A few individuals have been found noteworthy in raising up communities in the country. Three ladies were noted who "single-handedly" established new communities by giving public lectures on then-popular topics and then inviting people to attend a series of classes on the religion. The number of local assemblies in America doubled from 1937 to 1945. Another factor was in the size which continued to be a key dynamic of the community - a tendency to encourage Bahá'ís to spread out to form more communities rather than larger communities once it reached about 15 adult active members of the community which has been documented from the 1940s. The average size of the community with assemblies in 1936 was 30 adults which dropped to 15 in 1947 and 14.2 in 1991; 15 was seen as ideal community size after 1936 and there was encouragement to spread out at that point and to go to small towns after 1976. In the winter of 1952-3 the Guardian said to disperse even for the largest communities, and on 28 May 1953 called for dispersal of pioneers to virgin areas and continued in later years. In the 1960s the act of local incorporation was suggested for a community with a minimum of 15 adults, and individuals living in communities with more than 15 were asked to spread out to sustain spiritual assemblies.

==Opposition and opportunity==
Hampson observed most of the spread of the Faith over the long term has followed the three variables: higher area basic population, socio-economic dynamism, and highway penetration. He noticed an oppositional area however - that by 1980 “Baha’is fail to be present where one might expect …throughout a very large wedge that extends eastward (from the Great Plains) and gradually curls around the southern portions of Illinois, Indiana, and Ohio, terminating [into] the southern flank of Pennsylvania [and a] tiny prong … reaches the Atlantic via southern Virginia.” Hampson doesn't name this region but much of it is pretty much the middle and northern span of control of the Confederacy when it isn't an urban center. Some of this region fits the lack of dynamism and highway accessibility but not enough to explain the overall relative gap in Hampson's estimation.

This is contrasted with the unusual acceptance of the religion, in Hampson's analysis, along the northern regions of the Union especially along the Canadian border and then along the Gulf and southeast coast, to favoring the Bahá'ís, which Hampson speculates might be due to the Bahá'ís reaching out to the black community, which he notes more clearly since 1954. The region of resistance is also cut by some growth along the highways and towards larger urbanized areas from Chicago and the states near and west of Chicago (Illinois, Wisconsin, Minnesota, Iowa and Missouri), and in mid-Atlantic part of the South - Maryland, Virginia, North Carolina into South Carolina and Georgia which was largely more urbanized in larger population centers.
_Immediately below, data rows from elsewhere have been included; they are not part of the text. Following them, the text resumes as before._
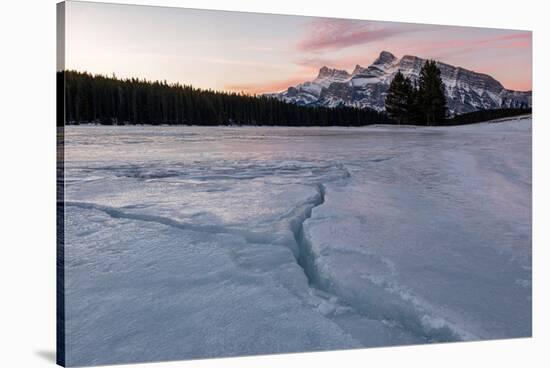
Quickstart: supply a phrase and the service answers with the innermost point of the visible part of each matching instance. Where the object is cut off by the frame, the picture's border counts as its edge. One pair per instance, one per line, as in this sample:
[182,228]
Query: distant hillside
[366,87]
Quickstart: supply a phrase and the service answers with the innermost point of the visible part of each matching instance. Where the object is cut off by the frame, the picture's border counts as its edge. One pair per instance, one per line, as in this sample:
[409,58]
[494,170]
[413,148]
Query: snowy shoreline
[327,238]
[521,117]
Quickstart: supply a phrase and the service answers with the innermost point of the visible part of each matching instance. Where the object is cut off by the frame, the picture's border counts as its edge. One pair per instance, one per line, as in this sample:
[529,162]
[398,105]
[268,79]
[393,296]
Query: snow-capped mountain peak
[366,87]
[336,74]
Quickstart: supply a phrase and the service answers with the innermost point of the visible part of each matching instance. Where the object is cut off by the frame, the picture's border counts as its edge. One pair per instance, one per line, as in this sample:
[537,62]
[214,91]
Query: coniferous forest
[110,100]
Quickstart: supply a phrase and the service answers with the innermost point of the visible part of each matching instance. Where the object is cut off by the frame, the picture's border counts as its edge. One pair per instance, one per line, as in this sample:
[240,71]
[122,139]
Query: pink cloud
[333,34]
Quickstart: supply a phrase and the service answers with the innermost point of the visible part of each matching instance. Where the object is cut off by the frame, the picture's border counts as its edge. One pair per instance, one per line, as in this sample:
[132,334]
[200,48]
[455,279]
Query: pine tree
[399,98]
[431,94]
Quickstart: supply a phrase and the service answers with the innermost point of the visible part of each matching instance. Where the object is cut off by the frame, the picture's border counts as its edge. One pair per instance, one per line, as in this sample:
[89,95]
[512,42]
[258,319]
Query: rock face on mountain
[466,90]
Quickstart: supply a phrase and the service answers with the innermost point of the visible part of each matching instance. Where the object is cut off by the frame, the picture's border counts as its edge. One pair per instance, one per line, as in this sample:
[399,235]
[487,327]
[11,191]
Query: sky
[258,53]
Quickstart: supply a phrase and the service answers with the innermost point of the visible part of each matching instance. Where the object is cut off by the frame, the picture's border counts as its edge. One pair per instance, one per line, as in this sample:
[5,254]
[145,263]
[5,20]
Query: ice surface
[191,242]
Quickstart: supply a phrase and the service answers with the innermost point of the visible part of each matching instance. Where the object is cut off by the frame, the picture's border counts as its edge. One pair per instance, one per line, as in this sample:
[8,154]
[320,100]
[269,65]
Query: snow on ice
[193,242]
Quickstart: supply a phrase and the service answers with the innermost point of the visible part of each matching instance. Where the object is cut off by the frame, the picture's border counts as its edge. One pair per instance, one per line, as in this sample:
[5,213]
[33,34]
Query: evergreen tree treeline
[424,104]
[109,100]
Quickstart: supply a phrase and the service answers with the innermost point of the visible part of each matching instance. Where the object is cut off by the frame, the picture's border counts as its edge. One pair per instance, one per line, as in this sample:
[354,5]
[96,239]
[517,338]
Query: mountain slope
[466,90]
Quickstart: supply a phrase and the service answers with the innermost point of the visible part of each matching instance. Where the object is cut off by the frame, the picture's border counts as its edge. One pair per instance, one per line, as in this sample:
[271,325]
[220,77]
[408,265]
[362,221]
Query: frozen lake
[193,242]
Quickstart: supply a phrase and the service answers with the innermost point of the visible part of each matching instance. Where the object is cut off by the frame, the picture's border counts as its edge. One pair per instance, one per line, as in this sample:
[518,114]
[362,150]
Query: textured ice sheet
[190,242]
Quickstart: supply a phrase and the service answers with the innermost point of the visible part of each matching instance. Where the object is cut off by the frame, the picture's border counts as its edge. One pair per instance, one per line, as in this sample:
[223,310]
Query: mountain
[466,90]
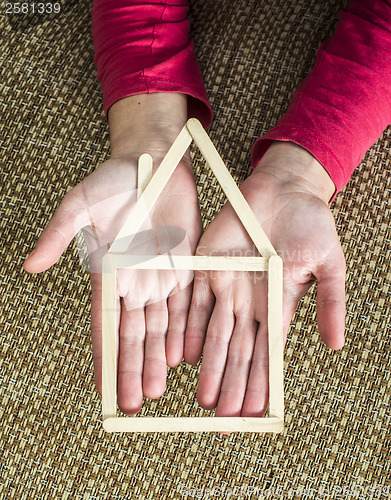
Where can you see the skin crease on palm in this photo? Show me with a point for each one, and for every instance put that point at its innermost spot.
(160, 320)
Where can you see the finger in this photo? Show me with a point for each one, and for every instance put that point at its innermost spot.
(201, 308)
(155, 365)
(257, 390)
(178, 310)
(331, 306)
(219, 333)
(55, 238)
(131, 360)
(233, 388)
(96, 326)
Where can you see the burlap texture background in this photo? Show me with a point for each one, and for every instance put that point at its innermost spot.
(253, 54)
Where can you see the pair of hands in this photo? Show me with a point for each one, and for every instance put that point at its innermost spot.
(162, 316)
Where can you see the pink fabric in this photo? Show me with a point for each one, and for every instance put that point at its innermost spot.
(337, 113)
(344, 105)
(143, 47)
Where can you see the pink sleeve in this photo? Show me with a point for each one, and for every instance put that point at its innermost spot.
(344, 105)
(144, 47)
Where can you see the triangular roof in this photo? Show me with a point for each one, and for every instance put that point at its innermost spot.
(193, 130)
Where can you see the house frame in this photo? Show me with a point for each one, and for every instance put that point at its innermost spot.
(150, 188)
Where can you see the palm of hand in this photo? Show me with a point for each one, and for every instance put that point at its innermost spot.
(228, 315)
(151, 316)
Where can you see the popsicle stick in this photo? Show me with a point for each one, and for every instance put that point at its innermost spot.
(109, 337)
(275, 336)
(117, 259)
(231, 190)
(144, 173)
(192, 424)
(189, 262)
(152, 192)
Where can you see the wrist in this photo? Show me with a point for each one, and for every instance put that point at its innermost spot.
(146, 123)
(293, 165)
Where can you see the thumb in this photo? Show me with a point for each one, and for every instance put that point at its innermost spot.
(55, 238)
(331, 306)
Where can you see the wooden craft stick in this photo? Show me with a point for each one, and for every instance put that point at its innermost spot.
(144, 173)
(109, 337)
(189, 262)
(152, 192)
(115, 258)
(192, 424)
(231, 190)
(275, 336)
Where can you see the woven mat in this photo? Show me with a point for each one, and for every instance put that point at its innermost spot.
(253, 54)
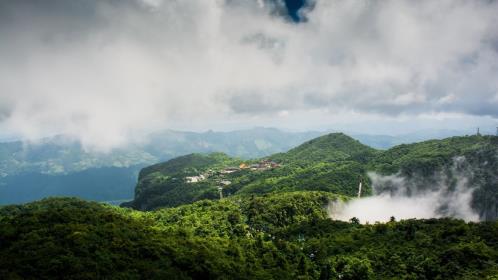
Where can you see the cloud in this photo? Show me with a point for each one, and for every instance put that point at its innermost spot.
(105, 71)
(445, 194)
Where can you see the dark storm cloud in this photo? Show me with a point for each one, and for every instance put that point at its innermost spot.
(103, 70)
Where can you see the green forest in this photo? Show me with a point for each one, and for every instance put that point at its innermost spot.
(333, 163)
(275, 236)
(271, 220)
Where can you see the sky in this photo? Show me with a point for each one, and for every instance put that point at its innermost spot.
(107, 72)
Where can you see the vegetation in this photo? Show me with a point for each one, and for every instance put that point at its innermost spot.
(333, 163)
(273, 236)
(58, 166)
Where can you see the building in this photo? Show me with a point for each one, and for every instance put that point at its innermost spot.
(195, 179)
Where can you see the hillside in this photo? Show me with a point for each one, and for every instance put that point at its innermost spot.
(277, 236)
(333, 163)
(61, 164)
(337, 163)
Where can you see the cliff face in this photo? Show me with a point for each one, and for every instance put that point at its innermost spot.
(334, 163)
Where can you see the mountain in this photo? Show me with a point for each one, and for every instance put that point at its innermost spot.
(59, 166)
(273, 236)
(333, 163)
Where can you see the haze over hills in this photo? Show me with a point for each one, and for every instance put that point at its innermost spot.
(383, 165)
(59, 166)
(337, 163)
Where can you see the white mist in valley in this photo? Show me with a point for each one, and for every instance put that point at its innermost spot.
(405, 198)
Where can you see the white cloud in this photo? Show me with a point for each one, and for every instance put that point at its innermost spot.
(105, 71)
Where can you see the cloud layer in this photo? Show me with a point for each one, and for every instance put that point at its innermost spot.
(447, 193)
(105, 71)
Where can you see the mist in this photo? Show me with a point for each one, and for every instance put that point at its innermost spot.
(449, 194)
(107, 72)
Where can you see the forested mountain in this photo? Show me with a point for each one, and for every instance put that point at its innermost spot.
(58, 166)
(334, 163)
(276, 236)
(273, 221)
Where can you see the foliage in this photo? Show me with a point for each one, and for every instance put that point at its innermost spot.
(274, 236)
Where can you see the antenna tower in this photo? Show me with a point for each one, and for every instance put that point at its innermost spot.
(220, 189)
(359, 189)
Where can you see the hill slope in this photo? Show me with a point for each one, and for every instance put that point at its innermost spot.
(277, 236)
(333, 163)
(337, 163)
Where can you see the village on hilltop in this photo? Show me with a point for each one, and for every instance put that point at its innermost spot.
(262, 165)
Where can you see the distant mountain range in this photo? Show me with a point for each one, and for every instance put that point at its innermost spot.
(334, 163)
(57, 166)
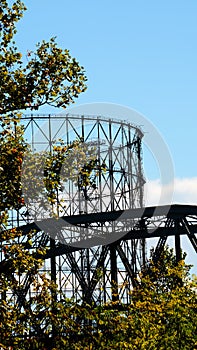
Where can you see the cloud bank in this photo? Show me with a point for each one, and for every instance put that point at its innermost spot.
(184, 191)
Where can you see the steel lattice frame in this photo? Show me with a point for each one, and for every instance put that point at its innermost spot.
(76, 271)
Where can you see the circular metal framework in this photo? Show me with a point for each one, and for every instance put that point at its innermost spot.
(120, 187)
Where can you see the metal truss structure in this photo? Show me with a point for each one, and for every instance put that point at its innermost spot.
(111, 273)
(120, 187)
(97, 246)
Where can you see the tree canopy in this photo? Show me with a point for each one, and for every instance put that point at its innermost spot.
(50, 76)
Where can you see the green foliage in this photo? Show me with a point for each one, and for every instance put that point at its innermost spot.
(156, 318)
(47, 76)
(50, 75)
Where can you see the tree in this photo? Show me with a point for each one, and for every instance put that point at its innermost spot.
(50, 76)
(161, 315)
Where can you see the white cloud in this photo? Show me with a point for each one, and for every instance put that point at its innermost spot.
(183, 191)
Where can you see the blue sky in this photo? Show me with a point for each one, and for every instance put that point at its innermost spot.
(140, 54)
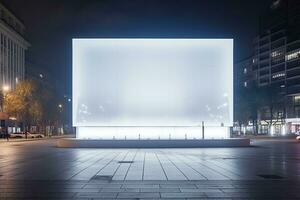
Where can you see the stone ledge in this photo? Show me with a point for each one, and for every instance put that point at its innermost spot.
(90, 143)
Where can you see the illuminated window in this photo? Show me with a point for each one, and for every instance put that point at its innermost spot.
(278, 75)
(293, 55)
(276, 53)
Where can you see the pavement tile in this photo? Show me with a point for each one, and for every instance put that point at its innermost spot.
(138, 195)
(182, 195)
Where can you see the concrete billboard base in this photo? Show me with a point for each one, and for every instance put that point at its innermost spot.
(195, 143)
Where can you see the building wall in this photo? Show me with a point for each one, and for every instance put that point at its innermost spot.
(12, 50)
(275, 68)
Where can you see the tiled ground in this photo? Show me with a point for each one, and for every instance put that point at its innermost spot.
(39, 170)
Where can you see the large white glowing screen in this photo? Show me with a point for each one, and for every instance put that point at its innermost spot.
(152, 82)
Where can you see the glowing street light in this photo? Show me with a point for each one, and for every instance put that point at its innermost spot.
(5, 88)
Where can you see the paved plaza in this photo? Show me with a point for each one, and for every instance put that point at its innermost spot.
(270, 169)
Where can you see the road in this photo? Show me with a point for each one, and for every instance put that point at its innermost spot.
(268, 169)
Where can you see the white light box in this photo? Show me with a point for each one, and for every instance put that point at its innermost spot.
(147, 84)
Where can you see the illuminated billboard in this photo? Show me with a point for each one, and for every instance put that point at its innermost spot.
(123, 84)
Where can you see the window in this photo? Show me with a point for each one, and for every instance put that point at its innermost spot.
(278, 75)
(276, 53)
(293, 55)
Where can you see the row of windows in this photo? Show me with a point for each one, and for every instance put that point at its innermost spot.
(12, 60)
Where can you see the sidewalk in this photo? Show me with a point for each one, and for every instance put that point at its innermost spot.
(3, 140)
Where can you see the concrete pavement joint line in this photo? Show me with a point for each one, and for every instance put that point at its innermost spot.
(161, 166)
(79, 171)
(179, 158)
(177, 167)
(130, 165)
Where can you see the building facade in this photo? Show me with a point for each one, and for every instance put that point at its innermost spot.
(12, 51)
(268, 83)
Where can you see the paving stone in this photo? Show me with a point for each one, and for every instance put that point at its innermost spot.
(138, 195)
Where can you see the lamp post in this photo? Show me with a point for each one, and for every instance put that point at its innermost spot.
(4, 90)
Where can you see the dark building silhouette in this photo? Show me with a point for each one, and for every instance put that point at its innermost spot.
(268, 82)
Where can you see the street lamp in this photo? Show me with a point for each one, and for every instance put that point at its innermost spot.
(4, 90)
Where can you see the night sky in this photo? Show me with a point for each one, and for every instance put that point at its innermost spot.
(51, 25)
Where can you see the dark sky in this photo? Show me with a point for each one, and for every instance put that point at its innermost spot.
(51, 24)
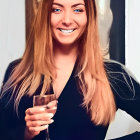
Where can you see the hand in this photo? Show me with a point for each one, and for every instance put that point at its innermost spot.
(38, 118)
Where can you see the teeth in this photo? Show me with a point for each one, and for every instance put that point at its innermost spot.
(66, 31)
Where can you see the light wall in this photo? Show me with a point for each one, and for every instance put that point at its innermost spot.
(12, 42)
(12, 32)
(124, 124)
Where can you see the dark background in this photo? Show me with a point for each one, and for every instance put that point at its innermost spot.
(117, 33)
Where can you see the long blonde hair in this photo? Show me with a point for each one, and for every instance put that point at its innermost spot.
(37, 60)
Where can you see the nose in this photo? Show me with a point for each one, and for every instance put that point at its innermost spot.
(67, 18)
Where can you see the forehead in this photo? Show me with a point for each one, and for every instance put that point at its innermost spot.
(69, 2)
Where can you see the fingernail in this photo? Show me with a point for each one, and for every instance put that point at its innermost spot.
(46, 126)
(54, 108)
(42, 109)
(50, 115)
(52, 120)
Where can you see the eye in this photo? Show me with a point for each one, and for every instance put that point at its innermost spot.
(56, 10)
(78, 10)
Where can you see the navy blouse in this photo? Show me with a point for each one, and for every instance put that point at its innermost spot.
(71, 121)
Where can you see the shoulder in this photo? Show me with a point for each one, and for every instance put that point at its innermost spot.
(10, 69)
(122, 81)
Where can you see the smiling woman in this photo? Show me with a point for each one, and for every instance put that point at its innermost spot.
(68, 22)
(63, 56)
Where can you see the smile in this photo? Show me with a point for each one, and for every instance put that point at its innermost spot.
(66, 31)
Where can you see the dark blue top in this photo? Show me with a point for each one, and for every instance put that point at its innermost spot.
(71, 121)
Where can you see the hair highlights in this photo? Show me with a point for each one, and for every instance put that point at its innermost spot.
(38, 60)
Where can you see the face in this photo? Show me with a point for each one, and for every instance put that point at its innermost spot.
(68, 20)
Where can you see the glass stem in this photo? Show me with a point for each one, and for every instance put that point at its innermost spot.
(47, 134)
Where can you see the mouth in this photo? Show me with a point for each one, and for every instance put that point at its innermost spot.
(66, 30)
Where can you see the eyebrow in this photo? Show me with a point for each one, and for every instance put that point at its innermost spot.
(71, 6)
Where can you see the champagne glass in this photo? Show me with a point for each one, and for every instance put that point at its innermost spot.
(43, 100)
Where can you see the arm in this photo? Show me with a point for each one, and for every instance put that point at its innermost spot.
(11, 127)
(125, 88)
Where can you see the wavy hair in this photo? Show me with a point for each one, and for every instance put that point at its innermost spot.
(38, 60)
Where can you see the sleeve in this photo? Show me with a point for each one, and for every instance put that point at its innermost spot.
(126, 90)
(11, 126)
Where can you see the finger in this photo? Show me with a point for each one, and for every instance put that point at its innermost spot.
(42, 117)
(35, 110)
(39, 128)
(52, 104)
(38, 123)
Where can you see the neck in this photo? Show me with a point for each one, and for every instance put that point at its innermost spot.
(65, 53)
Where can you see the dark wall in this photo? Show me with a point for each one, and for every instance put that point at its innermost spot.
(117, 33)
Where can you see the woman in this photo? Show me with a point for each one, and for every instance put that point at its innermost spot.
(63, 55)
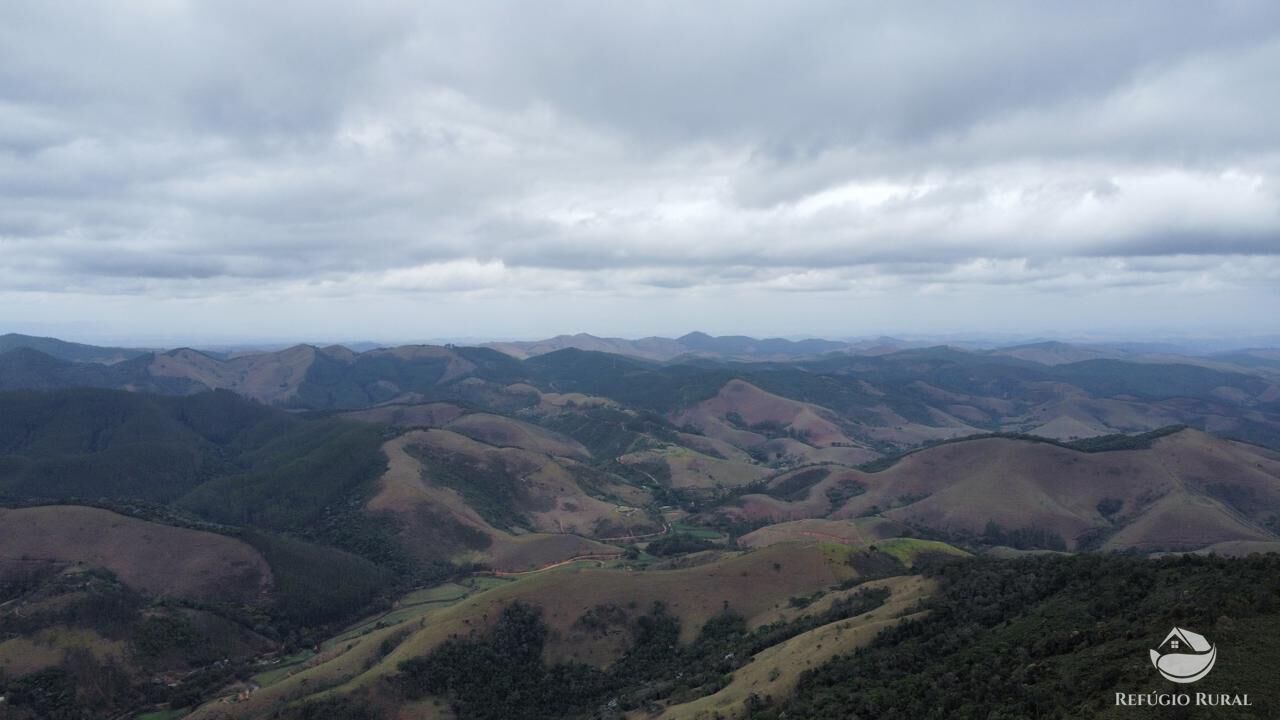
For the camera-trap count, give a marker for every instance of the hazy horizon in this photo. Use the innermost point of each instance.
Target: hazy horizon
(417, 171)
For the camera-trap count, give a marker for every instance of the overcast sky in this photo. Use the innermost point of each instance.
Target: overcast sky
(179, 172)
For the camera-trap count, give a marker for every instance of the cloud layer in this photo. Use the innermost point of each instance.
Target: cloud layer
(160, 153)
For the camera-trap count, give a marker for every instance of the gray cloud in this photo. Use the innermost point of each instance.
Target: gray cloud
(310, 150)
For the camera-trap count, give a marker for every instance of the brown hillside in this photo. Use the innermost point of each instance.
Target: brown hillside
(146, 556)
(437, 522)
(817, 425)
(1188, 491)
(269, 377)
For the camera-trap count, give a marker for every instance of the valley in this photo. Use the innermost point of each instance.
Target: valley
(320, 532)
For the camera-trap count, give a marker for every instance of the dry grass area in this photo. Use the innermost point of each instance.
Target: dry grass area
(507, 432)
(1189, 491)
(755, 583)
(846, 532)
(691, 469)
(818, 425)
(776, 670)
(147, 556)
(46, 648)
(424, 415)
(437, 523)
(269, 377)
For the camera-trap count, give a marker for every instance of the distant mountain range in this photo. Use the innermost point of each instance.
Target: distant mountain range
(213, 513)
(73, 351)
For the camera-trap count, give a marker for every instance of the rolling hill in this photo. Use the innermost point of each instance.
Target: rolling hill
(1185, 491)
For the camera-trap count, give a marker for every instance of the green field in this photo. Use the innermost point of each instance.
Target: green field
(279, 671)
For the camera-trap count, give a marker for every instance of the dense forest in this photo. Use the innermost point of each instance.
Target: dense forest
(1056, 637)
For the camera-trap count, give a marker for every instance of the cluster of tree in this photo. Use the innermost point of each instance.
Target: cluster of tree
(679, 543)
(1101, 443)
(1056, 637)
(501, 674)
(1023, 538)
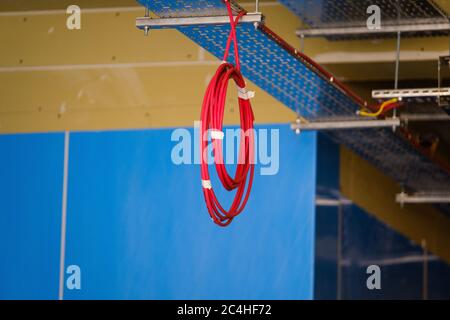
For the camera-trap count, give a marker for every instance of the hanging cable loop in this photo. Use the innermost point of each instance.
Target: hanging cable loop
(212, 113)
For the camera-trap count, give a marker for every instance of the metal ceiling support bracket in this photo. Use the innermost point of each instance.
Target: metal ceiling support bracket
(423, 117)
(422, 197)
(410, 93)
(363, 30)
(345, 124)
(160, 23)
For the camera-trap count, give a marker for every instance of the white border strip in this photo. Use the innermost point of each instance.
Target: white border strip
(62, 256)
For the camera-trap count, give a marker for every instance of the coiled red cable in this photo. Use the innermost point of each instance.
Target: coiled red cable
(212, 120)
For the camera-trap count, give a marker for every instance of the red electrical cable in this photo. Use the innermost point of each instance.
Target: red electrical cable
(212, 119)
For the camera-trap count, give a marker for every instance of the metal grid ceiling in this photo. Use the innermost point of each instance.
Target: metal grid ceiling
(289, 80)
(337, 13)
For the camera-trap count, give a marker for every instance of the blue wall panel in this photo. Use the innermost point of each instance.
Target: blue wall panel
(138, 226)
(31, 175)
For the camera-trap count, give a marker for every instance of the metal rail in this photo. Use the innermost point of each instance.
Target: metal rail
(345, 124)
(159, 23)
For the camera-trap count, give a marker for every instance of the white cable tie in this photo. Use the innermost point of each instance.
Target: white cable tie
(243, 93)
(206, 184)
(217, 134)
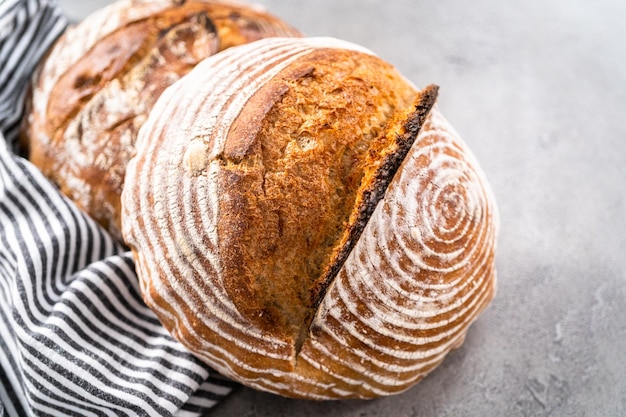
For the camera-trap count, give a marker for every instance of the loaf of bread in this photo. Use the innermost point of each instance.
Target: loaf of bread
(306, 221)
(96, 87)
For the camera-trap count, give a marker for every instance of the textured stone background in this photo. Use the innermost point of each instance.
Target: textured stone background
(537, 88)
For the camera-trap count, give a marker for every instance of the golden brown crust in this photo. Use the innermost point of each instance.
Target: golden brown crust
(317, 229)
(84, 128)
(291, 174)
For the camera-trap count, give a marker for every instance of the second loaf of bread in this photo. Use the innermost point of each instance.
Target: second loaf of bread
(307, 222)
(95, 88)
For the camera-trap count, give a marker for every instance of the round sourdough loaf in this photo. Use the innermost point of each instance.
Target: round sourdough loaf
(306, 221)
(96, 87)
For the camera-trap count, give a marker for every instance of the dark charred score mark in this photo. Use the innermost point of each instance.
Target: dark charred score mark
(200, 18)
(206, 21)
(383, 177)
(234, 16)
(87, 80)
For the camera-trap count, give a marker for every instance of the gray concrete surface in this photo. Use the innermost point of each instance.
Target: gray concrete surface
(537, 88)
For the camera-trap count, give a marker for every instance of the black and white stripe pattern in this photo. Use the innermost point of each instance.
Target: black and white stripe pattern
(75, 336)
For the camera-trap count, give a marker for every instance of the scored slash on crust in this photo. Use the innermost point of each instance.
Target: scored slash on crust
(405, 131)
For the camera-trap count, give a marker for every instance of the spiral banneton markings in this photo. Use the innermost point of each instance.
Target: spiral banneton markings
(420, 273)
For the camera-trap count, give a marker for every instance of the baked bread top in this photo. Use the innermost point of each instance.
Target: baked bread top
(94, 90)
(305, 220)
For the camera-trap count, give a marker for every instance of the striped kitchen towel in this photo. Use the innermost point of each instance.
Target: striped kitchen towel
(75, 336)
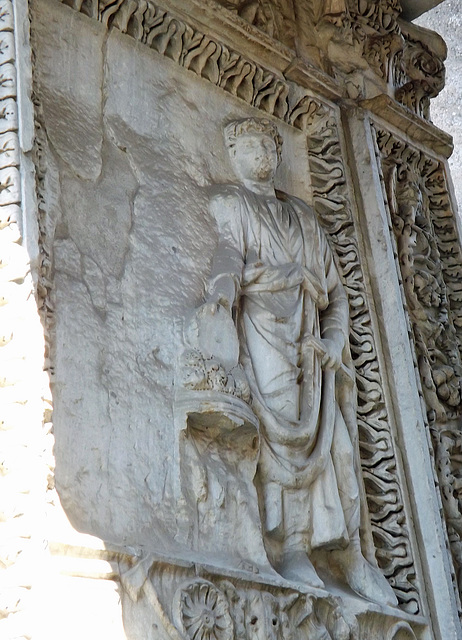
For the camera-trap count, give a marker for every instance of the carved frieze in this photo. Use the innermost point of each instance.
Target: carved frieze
(361, 43)
(263, 89)
(430, 263)
(274, 17)
(216, 607)
(382, 483)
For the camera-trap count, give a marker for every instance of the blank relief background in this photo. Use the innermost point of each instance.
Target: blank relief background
(131, 144)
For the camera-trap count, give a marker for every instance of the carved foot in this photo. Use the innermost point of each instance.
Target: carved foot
(296, 567)
(364, 579)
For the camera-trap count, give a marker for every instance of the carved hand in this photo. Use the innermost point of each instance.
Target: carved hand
(222, 294)
(333, 343)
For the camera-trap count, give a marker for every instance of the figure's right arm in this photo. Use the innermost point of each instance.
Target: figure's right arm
(228, 260)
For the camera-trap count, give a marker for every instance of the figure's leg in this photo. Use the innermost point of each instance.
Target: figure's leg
(294, 563)
(360, 575)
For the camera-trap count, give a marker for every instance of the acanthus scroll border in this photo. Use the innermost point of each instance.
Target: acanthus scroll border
(425, 234)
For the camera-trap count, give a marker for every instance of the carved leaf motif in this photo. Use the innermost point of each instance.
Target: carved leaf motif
(201, 612)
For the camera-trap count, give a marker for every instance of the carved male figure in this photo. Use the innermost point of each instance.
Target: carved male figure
(274, 271)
Bahá'ís were more concentrated in larger cities before 1936 and this was cut to less than half by 1976. Circa 1976 Bahá'ís favored towns up to 45000 people even above that of the national population and lived in major cities at the lowest rate. At the rate per million of Bahá'ís in the modern era, on average a town or county area of about 45000 people has enough people to form an assembly whereas larger cities with larger numbers of Bahá'ís could have larger numbers leave and not affect assembly status.